Пристально посмотрела на цыгана, он не шевельнулся и не моргнул с того мгновения, когда остановилась рядом. Неужели весь сосредоточен на поплавке? Может, он только уставился на поплавок, а сам о чем-нибудь размечтался? Или ему просто захотелось понять, для чего он плавает и ездит, зачем он и цыганята, брызгающиеся на отмели, нужны на земле? Или, может, думает о том, что никто и нигде не понимает цыганской души, и потому ему кажется, что жизнь глупа и жестока. Едва Маша перестала гадать о том, чем поглощен цыган, как вспомнила об отце («Мечтала о встрече с ним, а сама же оттягиваю»), о Владьке («Неужели из такого буки получится ученый?»).

…Маше не верилось, что мужчина, принявший у нее чемодан и застенчиво пригласивший войти в комнату, ее отец. Отец бы рассиял. Отец бы обнял и поцеловал. Кроме того, ее отец — высок, а этот человек среднего роста. Да и вообще он ничем не походит на того отца, каким создало его ее воображение: ни ртутно-седых прядей в волосах, ни умных глаз, в которых никогда не убудет печаль — столько горя и смертей видел во время войны. И вид не инженерский. Мама говорила: «Папка твой рабочий, но взглянешь на него и подумаешь — закончил металлургический институт и работает где-нибудь на мартене». Преувеличила мама, еще как преувеличила. И ничем он не отличается от семейных немолодых рабочих с нашего комбината: кирзовые сапоги, темные брюки, вельветка с «молнией». И лицо как у всякого, кто работает в горячем цеху: цветом напоминает красную медь, окислившуюся от дождей, ветров и солнца. В одном он схож с тем отцом, о котором рассказывала мама: канавка на подбородке. И эта канавка нравится Маше — от нее подбородок мужественный и словно зубилом вырублен из чугуна.

— Не помнишь меня? — спросил отец.

У окна, держа на спицах шерстяное рябиновое вязанье, сидела молодая полная женщина. Щеки алые, как будто она только что отошла от раскаленной докрасна плиты. Шея до того свежа, что заметно ее мерцанье.

— Где упомнить? Игорешке пять доходит… Сколько тебе, Машенька, было, когда он уехал от вас?

— Мама говорила — три.

— Вот и упомни тебя.

Маше стало жалко мать: бледная, верней желтая, усталая, пожилая. Ей вдруг захотелось бежать, бежать из этого дома и никогда сюда не возвращаться. Но она сдержала себя. А отец сказал:

— Крохой, Маша, ты страшненькая была. Не гадал, не думал, что ты выправишься… Красавицей сделалась! Лиза, скажи, а?!

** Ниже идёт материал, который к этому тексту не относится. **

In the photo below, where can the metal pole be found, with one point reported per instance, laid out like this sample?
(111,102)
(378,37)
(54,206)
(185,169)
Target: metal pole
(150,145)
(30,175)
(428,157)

— Ты бы не внушал дочке, чего не нужно. Возьмет да вберет в голову что-нибудь такое. Рано ей собой любоваться. Ой, что же мы, Машенька, и не спросим, как ты добиралась.

— До Домодедова на самолете Ил-18.

— И не забоялась?

— Не. С аэродрома до Москвы электричкой. До вас на тепловозе.

— Вот и ладно. Только надо было известить… Встретили бы. Такси взяли.

— Я люблю ездить на пешкомобиле.

Константин Васильевич, застенчиво смотревший на дочь, улыбнулся.